In an interview with The Business Times in January last year, youngest brother Koh Long Eng said that they wish a family member will take over the business.

"This is a family business, so we're hoping our children will take over. But the younger generation may not like it because there are many daily tasks and small errands to run.

"We're used to it but they are not used to the trouble."

He added: "It's best to have someone in the family take over, so Singaporeans can still taste the authentic flavours of our homemade meatballs, tofu soup, five spice, and steamed fish."

According to the report in Shin Min Daily News, the siblings inherited the business from their father who first opened the Teochew eatery along Joo Chiat Place. It has moved four times in the past and even closed down for two years from 2001 to 2003. The reason for moving was mostly due to rent, stated Shin Min Daily News.

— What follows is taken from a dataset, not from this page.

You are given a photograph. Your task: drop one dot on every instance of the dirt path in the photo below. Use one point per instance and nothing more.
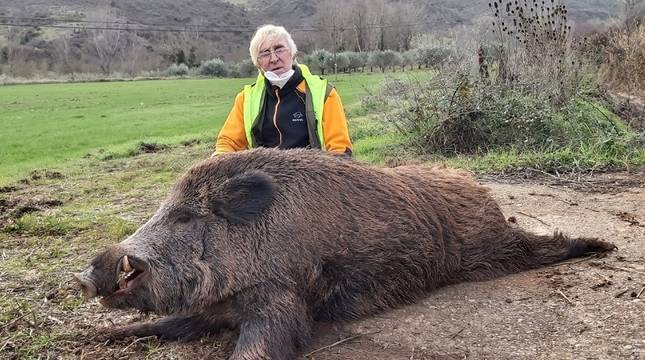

Xu Jun Sheng Teochew Cuisine is known for its traditional Teochew dishes. Some of their popular dishes include their meatballs, braised pork trotters, sambal kang kong and steamed garoupa.

Referring to Chinese philosoper Mencius' mother, who relocates home three times to improve her son's education, Mr Koh Long Swee said: "We are like 'Mencius' mother', but no matter where we move to, our customers still patronise us. Thank you for the support."